A second trial was held before another judge. At no time prior to or during trial did defense counsel move for dismissal of the indictment on double jeopardy grounds. Defendant was convicted of third degree possession of a controlled dangerous substance (Count Two) and acquitted on all other counts. He was sentenced on Count Two to a five-year term, with a two-year period of parole ineligibility. The trial court imposed the appropriate fines and penalties.
Defendant appealed and the Appellate Division affirmed the conviction and sentence. State v. Allah, 334 N.J. Super. 516 (2000). The panel determined that Garcia was not entitled to have relied on the privilege against self-incrimination after he testified on direct examination. Id. at 523. Therefore, the trial court had available other alternatives to a mistrial, such as requiring Garcia to respond to questioning on cross-examination. Id. at 523-24. Thus, there was no manifest necessity for the grant of a mistrial during defendant's first trial. Ibid. Nonetheless, the panel held that defendant waived his right to claim a double jeopardy defense because he failed to raise the defense prior to his second trial.

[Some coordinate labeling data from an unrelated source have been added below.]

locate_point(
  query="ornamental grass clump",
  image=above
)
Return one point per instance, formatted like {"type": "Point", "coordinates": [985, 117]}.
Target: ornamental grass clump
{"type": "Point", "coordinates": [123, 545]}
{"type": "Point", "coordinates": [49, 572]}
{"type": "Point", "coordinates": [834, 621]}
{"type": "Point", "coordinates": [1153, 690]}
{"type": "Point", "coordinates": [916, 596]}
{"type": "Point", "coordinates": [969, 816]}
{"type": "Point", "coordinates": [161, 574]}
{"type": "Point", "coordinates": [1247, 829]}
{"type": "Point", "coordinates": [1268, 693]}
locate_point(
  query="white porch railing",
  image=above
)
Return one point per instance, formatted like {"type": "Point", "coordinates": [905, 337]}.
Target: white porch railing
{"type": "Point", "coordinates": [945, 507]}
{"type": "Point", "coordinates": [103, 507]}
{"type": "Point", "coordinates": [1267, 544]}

Id. at 528. The panel also rejected defendant's contention that he was entitled to relief from the waiver of his double jeopardy claim because his attorney's failure to raise the defense prior to the retrial constituted ineffective assistance of counsel. Ibid. The panel did not agree with defendant's argument that he had demonstrated "good cause" for relief from the waiver of the defense under Rule 3:10-2(c). Ibid. Furthermore, it declined to review the double jeopardy claim as a matter of plain error. Ibid.
Finally, the panel held that defense counsel's failure to move to dismiss the indictment on double jeopardy grounds did not violate defendant's constitutional right to effective assistance of counsel. Id. at 529. The panel did determine that the deficiency prong of the test for ineffective assistance enunciated in Strickland, supra, 466 U.S. at 687, 104 S. Ct. at 2064, 80 L. Ed. 2d at 693 (1984), was satisfied because a reasonably competent attorney would have filed the motion to bar the second trial. Allah, supra, 334 N.J. Super. at 528. But the panel concluded that the prejudice prong of Strickland was not met. Id. at 528-29. The court stated:
There is no sense in which it can be said that his attorney's failure to file a timely motion to dismiss the indictment rendered the actual trial unfair. The conviction was not caused by ineffective representation during the trial; nor was the trial marred by the admission of constitutionally tainted evidence as a result of pretrial ineffectiveness. Recognition of the right to claim double jeopardy at this point would serve little purpose, other than permitting defendant to avoid a conviction fully supported by the evidence, since the defendant has already undergone the stress and expense of the second trial. [Ibid.]
We granted certification, 167 N.J. 633 (2001), to review defendant's claim that he did not waive his right to claim relief from double jeopardy, that ineffective assistance of counsel constitutes good cause for relief from the waiver provision of Rule 3:10-2, and that his conviction resulting from the second trial should be reversed because he was denied effective assistance of counsel.